European Russia is the western and most populated part of the Russia. It is geographically situated in Europe, as opposed to the country's sparsely populated and vastly larger eastern part, Siberia, which is situated in Asia, encompassing the entire North Asia of the continent. The two parts of Russia are divided by the Ural Mountains and Ural river, bisecting the Eurasia. European Russia covers the vast majority of Eastern Europe, and spans roughly 40% of Europe's total landmass, with over 15% of its total population, making Russia the largest and most populous country in Europe. The region is divided into five Federal districts.
All three federal cities of Russia lie within European Russia. These cities are Moscow, the nation's Capital city and largest city, which is the most populous city entirely within Europe; Saint Petersburg, the cultural capital and the second-most populous city in the country; and Sevastopol, located in Crimea, which is internationally recognized as part of Ukraine.
Of the 16 Russian cities with over 1 million inhabitants, 12 lie within European Russia: Moscow, Saint Petersburg, Kazan, Nizhny Novgorod, Samara, Ufa, Chelyabinsk, Rostov-on-Don, Krasnodar, Voronezh, Perm and Volgograd (the remaining four are Yekaterinburg, Omsk, Krasnoyarsk and Novosibirsk).
Some theories say that some early Eastern Slavs arrived in modern-day western Russia (also in Ukraine and Belarus) sometime during the middle of the first millennium AD. The East Slavs tribe of the was native to the land around the Oka River. Finno-Ugric, Baltic and Turkic tribes were also present in the area (although large parts of the Turkic and Finno-Ugric people were absorbed by the Slavs, there are great minorities in European Russia today). The western region of Central Russia was inhabited by the Eastern Slavic tribe of the Severians.
One of the first Rus' regions according to the Sofia First Chronicle was Veliky Novgorod in 859. In late 8th and early-to-mid-9th centuries AD the Rus' Khaganate was formed in modern western Russia. The region was a place of operations for Varangians, eastern Scandinavian adventurers, merchants, and pirates. From the late 9th to the mid-13th century a large section of today's European Russia was part of Kievan Rus'. The lands of Rus' Khaganate and Kievan Rus' were important trade routes and connected Viking Age, Byzantine Empire, Rus' people and Volga Bulgaria with Khazaria and Persia. According to old Scandinavian sources among the 12 biggest cities of Kievan Rus' or Ancient Rus' were Veliky Novgorod, Kyiv, Polotsk, Smolensk, Murom and Rostov.
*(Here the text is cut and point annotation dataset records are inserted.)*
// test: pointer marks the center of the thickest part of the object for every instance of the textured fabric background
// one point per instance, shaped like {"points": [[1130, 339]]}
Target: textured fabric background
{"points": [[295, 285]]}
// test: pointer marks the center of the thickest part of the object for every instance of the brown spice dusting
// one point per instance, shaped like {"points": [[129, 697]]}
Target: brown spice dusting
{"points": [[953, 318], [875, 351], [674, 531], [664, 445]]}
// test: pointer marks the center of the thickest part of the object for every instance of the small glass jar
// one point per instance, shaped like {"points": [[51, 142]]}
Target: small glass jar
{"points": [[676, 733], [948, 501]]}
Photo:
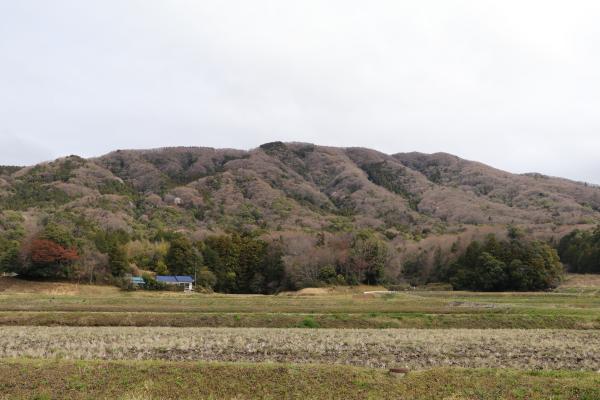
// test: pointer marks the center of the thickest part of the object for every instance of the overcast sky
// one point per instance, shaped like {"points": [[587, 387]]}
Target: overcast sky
{"points": [[515, 84]]}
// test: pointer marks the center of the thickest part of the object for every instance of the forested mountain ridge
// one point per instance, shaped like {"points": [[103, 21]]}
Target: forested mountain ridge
{"points": [[313, 200]]}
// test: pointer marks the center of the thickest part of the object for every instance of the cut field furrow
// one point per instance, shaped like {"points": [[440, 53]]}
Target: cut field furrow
{"points": [[412, 348]]}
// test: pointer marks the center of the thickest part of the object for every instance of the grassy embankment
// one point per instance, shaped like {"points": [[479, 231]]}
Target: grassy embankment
{"points": [[572, 307], [45, 379]]}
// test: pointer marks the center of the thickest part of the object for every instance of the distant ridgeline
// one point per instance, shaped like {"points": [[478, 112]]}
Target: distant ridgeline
{"points": [[290, 215]]}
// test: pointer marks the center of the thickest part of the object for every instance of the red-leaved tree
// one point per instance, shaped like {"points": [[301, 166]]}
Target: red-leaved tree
{"points": [[49, 258]]}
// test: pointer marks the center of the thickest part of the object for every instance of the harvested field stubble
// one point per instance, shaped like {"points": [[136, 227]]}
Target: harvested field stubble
{"points": [[412, 348]]}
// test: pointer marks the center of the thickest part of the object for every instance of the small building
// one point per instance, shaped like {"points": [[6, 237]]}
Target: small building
{"points": [[138, 281], [181, 280]]}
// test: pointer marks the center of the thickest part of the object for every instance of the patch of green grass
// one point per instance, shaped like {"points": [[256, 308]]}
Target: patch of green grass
{"points": [[186, 380]]}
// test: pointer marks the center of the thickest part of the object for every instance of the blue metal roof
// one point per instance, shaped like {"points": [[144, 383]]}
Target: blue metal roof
{"points": [[175, 278]]}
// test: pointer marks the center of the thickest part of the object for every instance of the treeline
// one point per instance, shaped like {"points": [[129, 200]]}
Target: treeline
{"points": [[67, 247], [580, 251], [514, 264]]}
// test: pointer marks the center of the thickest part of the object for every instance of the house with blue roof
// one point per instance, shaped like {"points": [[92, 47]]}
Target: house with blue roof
{"points": [[138, 280], [180, 280]]}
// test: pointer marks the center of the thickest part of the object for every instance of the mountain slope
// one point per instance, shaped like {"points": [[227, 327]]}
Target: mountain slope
{"points": [[313, 199]]}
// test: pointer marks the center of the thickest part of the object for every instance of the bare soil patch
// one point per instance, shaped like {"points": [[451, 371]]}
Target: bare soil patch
{"points": [[410, 348]]}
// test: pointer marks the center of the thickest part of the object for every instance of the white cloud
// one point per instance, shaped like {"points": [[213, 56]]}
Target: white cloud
{"points": [[513, 83]]}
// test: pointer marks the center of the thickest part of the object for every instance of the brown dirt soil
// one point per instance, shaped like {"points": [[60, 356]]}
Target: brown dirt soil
{"points": [[410, 348]]}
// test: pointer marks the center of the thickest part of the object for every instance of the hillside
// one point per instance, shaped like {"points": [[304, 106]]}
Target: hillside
{"points": [[300, 194]]}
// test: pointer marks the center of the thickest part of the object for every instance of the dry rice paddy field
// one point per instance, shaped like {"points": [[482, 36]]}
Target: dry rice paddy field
{"points": [[82, 342]]}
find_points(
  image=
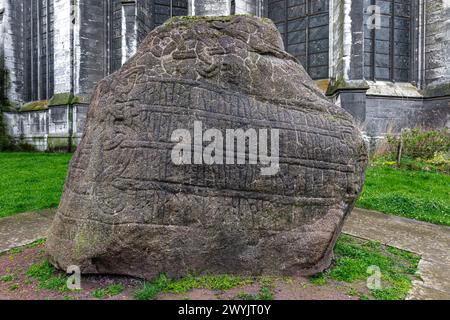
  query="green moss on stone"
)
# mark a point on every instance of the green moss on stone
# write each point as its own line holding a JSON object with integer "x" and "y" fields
{"x": 341, "y": 84}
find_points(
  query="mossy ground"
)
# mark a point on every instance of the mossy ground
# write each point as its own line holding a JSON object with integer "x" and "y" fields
{"x": 416, "y": 194}
{"x": 31, "y": 181}
{"x": 25, "y": 273}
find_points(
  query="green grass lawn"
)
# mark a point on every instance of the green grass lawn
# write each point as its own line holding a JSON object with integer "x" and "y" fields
{"x": 34, "y": 181}
{"x": 418, "y": 195}
{"x": 31, "y": 181}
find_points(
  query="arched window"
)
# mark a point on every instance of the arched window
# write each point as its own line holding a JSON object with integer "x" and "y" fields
{"x": 38, "y": 49}
{"x": 387, "y": 48}
{"x": 304, "y": 25}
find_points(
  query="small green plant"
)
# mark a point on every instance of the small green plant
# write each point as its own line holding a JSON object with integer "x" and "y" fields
{"x": 264, "y": 294}
{"x": 318, "y": 279}
{"x": 13, "y": 287}
{"x": 354, "y": 257}
{"x": 110, "y": 291}
{"x": 46, "y": 276}
{"x": 164, "y": 284}
{"x": 419, "y": 144}
{"x": 149, "y": 291}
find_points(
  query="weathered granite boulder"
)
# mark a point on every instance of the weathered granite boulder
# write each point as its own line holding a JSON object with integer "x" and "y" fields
{"x": 128, "y": 209}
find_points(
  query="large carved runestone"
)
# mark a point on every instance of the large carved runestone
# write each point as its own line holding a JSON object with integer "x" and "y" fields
{"x": 129, "y": 209}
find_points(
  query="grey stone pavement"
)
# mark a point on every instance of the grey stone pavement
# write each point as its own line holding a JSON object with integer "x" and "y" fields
{"x": 430, "y": 241}
{"x": 23, "y": 229}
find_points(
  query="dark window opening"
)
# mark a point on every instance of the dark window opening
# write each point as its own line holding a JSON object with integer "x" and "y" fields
{"x": 304, "y": 25}
{"x": 387, "y": 52}
{"x": 38, "y": 50}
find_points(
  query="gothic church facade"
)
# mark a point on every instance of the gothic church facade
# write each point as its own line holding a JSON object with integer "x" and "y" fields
{"x": 394, "y": 76}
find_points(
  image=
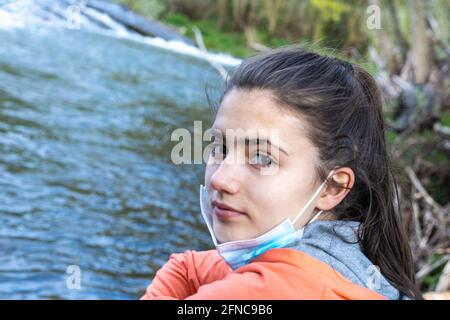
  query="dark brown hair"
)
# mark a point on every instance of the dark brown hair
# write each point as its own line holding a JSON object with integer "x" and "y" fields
{"x": 343, "y": 105}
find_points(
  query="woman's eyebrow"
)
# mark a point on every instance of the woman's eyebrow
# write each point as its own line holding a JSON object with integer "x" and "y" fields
{"x": 248, "y": 141}
{"x": 259, "y": 141}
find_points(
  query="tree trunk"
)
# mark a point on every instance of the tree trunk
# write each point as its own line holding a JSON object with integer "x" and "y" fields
{"x": 421, "y": 46}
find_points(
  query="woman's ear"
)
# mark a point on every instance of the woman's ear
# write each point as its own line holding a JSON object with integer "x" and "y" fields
{"x": 331, "y": 196}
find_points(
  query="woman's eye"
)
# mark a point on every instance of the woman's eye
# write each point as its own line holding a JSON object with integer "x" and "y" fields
{"x": 262, "y": 160}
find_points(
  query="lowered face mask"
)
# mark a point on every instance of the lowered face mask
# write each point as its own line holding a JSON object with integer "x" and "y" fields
{"x": 240, "y": 252}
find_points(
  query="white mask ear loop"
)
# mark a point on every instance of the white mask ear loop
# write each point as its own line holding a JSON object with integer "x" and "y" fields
{"x": 312, "y": 199}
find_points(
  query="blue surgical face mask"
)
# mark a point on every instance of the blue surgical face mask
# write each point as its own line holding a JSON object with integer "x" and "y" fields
{"x": 240, "y": 252}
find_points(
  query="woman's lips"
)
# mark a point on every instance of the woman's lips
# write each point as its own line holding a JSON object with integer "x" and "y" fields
{"x": 223, "y": 211}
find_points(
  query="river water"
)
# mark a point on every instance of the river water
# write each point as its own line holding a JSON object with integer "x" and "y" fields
{"x": 86, "y": 177}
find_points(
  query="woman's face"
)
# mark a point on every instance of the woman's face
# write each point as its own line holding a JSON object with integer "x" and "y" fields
{"x": 263, "y": 199}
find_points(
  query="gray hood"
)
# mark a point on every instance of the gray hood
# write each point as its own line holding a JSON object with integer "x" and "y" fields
{"x": 335, "y": 243}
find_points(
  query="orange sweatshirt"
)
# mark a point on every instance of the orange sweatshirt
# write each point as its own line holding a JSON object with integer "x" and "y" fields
{"x": 277, "y": 274}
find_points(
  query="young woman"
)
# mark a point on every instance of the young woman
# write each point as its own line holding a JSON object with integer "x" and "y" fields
{"x": 324, "y": 223}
Through trade and cultural contact with Byzantine Empire, the Slavic culture of the Rus' adopted gradually the Eastern Orthodox religion. Many sources say that Ryazan, Kolomna, Moscow, Vladimir-Suzdal and Kyiv were destroyed by the Mongol Empire. After the Mongol invasion the Muscovite Rus' arose, over all this time, western Russia and the various Rus' regions had strong cultural contacts with the Byzantine Empire, while the Slavic culture was cultivated all the time.